"I live in the Hudson River Valley, home to the landscapes of the sublime depicted in perhaps the first true American school of painting. As a photographer, I feel no need to revisit these once grand vistas, or to seek out the majestic mountain ranges and rushing rivers of the American West that provided a more modern notion of the sublime. It is, rather, the common wooded landscape of my day to day life that captures my attention. And so, many of my images are from an area of about twenty miles from my home, many of these, from an area within a twenty minute walk of my back door. Others are from more distant places, but places where I just happen to be for one prosaic reason or another, places that are generally more ordinary than spectacular. Some images are of old woods but not woods of any particular note; some are of young woods at the edges of cultivated fields others are of trees along trails in managed woodland areas; and still others along walkways in well maintained parks."
"By photographing these treed landscapes with a purposefully oversized pinhole or a radically refocused lens, however, I capture them as they are not often seen. The images are firmly grounded in the natural world, a particular place, a particular season a particular time. But by obscuring detail, only the strongest brush strokes emerge: the images become sketches with light, literally and figuratively. They float between there and not there, dissolving into abstraction and reconfiguring themselves into recognizable form. They are the trees seen through eyelashes of mostly closed eyes on bright sunny days: the trees seen through heavily falling snow; the trees of memory; the trees one might still see in the mind's eye before slipping from conscious life."

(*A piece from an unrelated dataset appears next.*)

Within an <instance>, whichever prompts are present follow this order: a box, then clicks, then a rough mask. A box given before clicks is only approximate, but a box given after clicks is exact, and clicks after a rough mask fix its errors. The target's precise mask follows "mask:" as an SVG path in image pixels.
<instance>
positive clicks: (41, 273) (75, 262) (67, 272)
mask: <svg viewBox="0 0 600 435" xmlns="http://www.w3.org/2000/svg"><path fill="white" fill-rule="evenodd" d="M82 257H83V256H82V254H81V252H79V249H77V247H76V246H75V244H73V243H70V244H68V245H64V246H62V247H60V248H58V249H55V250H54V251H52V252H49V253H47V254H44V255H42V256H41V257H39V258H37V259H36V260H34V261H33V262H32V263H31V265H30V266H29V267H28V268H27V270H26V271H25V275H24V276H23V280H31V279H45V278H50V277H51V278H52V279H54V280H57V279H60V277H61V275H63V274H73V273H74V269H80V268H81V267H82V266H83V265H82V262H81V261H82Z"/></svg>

"The very soft-focused, painterly images are printed digitally on Japanese Kozo paper, with the barest hint of color in certain values, reminiscent of traditional split-toned photographs. The large-scale prints are infused with encaustic medium, making the delicate paper at once both more translucent and better able to stand on its own. Through the depiction of a succession of seasons, the work echoes life's temporal cycles. It succeeds when it provides fragmentary glimpses of the beauty that exists in the everyday natural world - when it consoles, despite the awareness of the transience of this beauty."